Irish firm Stripe enters funding stratosphere with new $250m round to reach $35bn valuation
Stripe, the online payments firm founded by Limerick brothers Patrick and John Collison, is now valued at $35bn (€31.7bn) after the company confirmed a new funding round of $250m (€226m).
The money comes from a variety of financiers, including General Catalyst, Sequoia and Andreessen Horowitz.
The move comes after the company, which now employs 2,000 people and over 200 people in its Dublin European headquarters, announced expansion into eight new EU countries.
It also recently announced a new corporate credit card (Stripe Corporate Card) and a lending business to small firms (Stripe Capital).
The eight new countries in the Stripe rollout are Poland, Estonia, Latvia, Lithuania, Slovakia, Slovenia, Greece and Portugal.

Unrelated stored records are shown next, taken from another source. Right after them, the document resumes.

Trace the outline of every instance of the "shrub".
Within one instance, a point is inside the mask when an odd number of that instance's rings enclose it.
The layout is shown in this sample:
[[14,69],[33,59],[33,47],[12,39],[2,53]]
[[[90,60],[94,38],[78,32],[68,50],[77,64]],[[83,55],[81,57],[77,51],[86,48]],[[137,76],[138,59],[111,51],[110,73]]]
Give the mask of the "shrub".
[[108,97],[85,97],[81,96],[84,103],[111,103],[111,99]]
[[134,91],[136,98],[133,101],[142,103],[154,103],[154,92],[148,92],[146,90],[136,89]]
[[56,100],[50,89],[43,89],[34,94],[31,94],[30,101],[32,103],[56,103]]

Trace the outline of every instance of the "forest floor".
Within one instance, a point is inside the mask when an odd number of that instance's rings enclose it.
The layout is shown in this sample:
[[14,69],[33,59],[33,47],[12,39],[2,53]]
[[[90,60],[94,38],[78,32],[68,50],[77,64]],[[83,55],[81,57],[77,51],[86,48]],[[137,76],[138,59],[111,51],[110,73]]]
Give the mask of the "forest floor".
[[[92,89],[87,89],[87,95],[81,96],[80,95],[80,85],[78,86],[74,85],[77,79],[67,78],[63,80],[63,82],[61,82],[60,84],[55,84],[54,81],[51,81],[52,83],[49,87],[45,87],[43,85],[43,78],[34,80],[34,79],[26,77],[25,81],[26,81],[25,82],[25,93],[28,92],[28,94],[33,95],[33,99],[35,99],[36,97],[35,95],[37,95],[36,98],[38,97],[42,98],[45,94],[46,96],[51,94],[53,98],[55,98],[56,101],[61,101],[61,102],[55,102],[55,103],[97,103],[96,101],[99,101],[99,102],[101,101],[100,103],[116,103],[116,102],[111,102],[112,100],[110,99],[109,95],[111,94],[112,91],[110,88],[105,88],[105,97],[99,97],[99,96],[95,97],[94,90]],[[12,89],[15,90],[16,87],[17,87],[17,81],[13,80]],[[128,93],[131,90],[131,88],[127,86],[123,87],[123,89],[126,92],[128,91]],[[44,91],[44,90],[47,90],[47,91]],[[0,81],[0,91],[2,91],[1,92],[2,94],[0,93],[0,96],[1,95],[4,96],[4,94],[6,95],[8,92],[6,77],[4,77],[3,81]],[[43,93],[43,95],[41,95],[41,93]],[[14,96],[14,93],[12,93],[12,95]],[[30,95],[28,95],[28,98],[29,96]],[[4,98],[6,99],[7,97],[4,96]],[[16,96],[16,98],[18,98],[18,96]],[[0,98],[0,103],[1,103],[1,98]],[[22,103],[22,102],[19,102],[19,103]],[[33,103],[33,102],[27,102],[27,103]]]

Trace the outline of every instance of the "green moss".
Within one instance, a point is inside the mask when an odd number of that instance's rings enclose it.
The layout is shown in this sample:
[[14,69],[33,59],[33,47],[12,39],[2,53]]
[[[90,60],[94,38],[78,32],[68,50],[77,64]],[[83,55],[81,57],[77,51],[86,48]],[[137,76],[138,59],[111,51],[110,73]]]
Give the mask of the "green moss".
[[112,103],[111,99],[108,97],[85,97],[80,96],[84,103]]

Stripe is an online payments system that lets online stores accept payments through ordinary means (such as credit cards) without any special measures being taken. The success of the system is attributed to the relative ease by which it can be installed by website creators setting up a company’s online shop.
Stripe’s business model is to take a small cut of the transaction. In Europe, it’s 1.4pc plus 25c for European cards or a little more for non-European cards from those using it to sell.

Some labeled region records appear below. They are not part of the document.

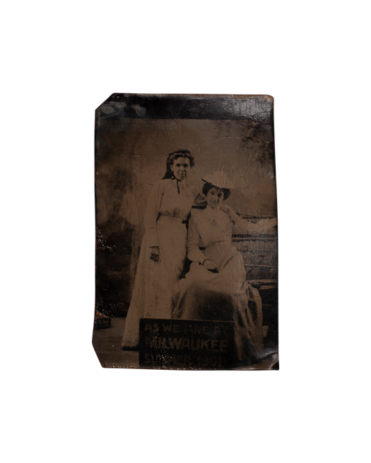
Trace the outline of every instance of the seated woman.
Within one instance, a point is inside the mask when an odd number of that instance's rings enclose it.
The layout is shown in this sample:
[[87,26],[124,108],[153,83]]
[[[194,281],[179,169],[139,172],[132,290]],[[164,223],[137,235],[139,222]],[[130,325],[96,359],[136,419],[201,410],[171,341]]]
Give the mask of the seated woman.
[[[207,206],[192,210],[187,239],[191,264],[174,288],[173,318],[233,321],[238,359],[253,363],[263,349],[262,300],[246,281],[242,256],[232,245],[231,220],[220,209],[235,186],[223,172],[203,181]],[[243,233],[242,220],[236,216],[235,220]]]

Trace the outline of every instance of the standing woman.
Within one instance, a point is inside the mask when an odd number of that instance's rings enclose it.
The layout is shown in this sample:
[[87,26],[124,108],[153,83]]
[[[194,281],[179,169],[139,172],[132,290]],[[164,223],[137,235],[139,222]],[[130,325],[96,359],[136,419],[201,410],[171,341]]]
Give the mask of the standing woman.
[[132,302],[121,346],[136,348],[141,318],[171,318],[173,287],[182,275],[187,257],[187,219],[194,204],[205,197],[187,183],[194,166],[188,149],[171,153],[166,173],[152,188],[145,213]]

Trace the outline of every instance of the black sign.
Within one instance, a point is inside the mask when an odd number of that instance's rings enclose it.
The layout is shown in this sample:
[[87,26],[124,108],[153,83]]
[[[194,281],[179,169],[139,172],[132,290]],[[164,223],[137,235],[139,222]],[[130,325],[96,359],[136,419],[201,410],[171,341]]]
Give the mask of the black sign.
[[234,323],[141,318],[139,364],[161,368],[229,368]]

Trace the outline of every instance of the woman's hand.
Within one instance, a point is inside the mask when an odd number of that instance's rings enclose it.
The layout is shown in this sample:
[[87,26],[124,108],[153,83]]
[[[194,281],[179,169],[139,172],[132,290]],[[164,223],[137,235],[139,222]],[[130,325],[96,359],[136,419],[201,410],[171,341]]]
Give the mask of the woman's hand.
[[158,246],[154,246],[152,249],[150,259],[155,262],[159,262],[159,249]]
[[214,263],[212,261],[210,261],[210,259],[207,259],[203,262],[203,266],[207,268],[209,272],[213,272],[214,273],[219,273],[216,266]]

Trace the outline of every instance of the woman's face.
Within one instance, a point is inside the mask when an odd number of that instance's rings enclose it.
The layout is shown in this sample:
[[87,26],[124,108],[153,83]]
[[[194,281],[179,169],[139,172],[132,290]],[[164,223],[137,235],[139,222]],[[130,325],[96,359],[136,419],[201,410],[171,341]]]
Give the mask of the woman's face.
[[178,158],[177,159],[175,159],[173,163],[173,165],[170,167],[174,176],[178,180],[185,180],[188,175],[188,172],[191,169],[189,159],[187,159],[187,158]]
[[219,188],[217,188],[216,186],[213,186],[213,188],[210,188],[207,192],[206,199],[207,200],[207,204],[213,209],[215,209],[220,206],[221,202],[224,199],[224,192],[223,190],[219,190]]

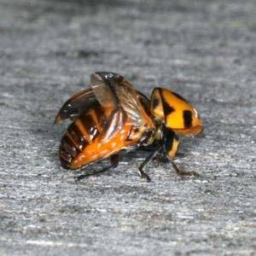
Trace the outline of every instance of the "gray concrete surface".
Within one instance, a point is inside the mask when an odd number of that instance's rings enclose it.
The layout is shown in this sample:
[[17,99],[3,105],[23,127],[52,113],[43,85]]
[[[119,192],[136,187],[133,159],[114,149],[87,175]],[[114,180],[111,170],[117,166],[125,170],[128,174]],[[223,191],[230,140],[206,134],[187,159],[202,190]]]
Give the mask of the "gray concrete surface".
[[[0,1],[1,255],[254,255],[256,2]],[[95,71],[192,102],[179,177],[145,153],[76,183],[57,149],[64,102]],[[101,163],[101,166],[104,163]],[[105,163],[106,164],[106,163]]]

But it’s Stripe’s scale that is now its strength.
In addition to accepting payments, companies can use Stripe to handle accounting, billing, paying out to third parties and optimising for mobile payments. Stripe users also get access to mobile wallets such as Apple Pay and Google Pay.
The company’s new lending business, Stripe Capital, is being introduced in the US with other countries in line for the service in future.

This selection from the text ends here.